En esos ataques suyos, más que señalar deficiencias técnicas en nuestras decisiones colegiadas, usted ha optado por intentar desprestigiarme en lo personal. No sé si lo comprende, pero haber participado en algún partido político o servido un cargo durante un gobierno, no veta a nadie para la magistratura electoral en ninguna democracia del mundo, porque en democracia la participación político partidaria no es una vergüenza, sino un sagrado derecho ciudadano, y porque haber servido un cargo durante un gobierno, como usted mismo debe saber, no compromete a la persona con la agrupación política por la que se eligió ese gobierno.

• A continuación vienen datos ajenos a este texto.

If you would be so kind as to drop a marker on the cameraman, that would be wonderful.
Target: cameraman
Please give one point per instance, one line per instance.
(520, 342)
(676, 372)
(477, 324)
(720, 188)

En mi caso, toda mi trayectoria profesional, de la que estoy muy orgullosa, incluido mi servicio público durante la primera administración Arias Sánchez, es y ha sido pública por años en el sitio web del TSE. Ese dato era público cuando yo recibía sus elogios, y lo era muchos, muchísimos años antes, durante elecciones en las que declaramos ganadores a personas de muchos diferentes partidos políticos.
Luego de años de trabajo honrado, tanto en el país como internacionalmente, en defensa de los derechos humanos, de las personas refugiadas, de las niñas y los niños, y de los derechos políticos de las personas, especialmente de las mujeres, cerré con broche de oro asumiendo como la primera mujer Presidenta de uno de los órganos electorales más prestigiosos del mundo, no solo conduciendo con éxito los complejísimos procesos electorales de 2022 y 2024, sino, además, con una trayectoria impecable, sin haber sido sancionada jamás por falta alguna.
Con esas credenciales, flanqueada por mis dos compañeras magistradas y mis dos compañeros magistrados, juezas y jueces igualmente probos, y acuerpada por 1.400 funcionarios y funcionarias electorales de amplia experiencia y mística probada, de los cuales ninguno, ni uno solo, fue nombrado por ningún gobierno de turno, dirigiré las elecciones nacionales 2026 y garantizaremos, una vez más, que las y los costarricenses puedan votar en un proceso electoral libre, en el que las leyes electorales se cumplan y la voluntad popular se imponga.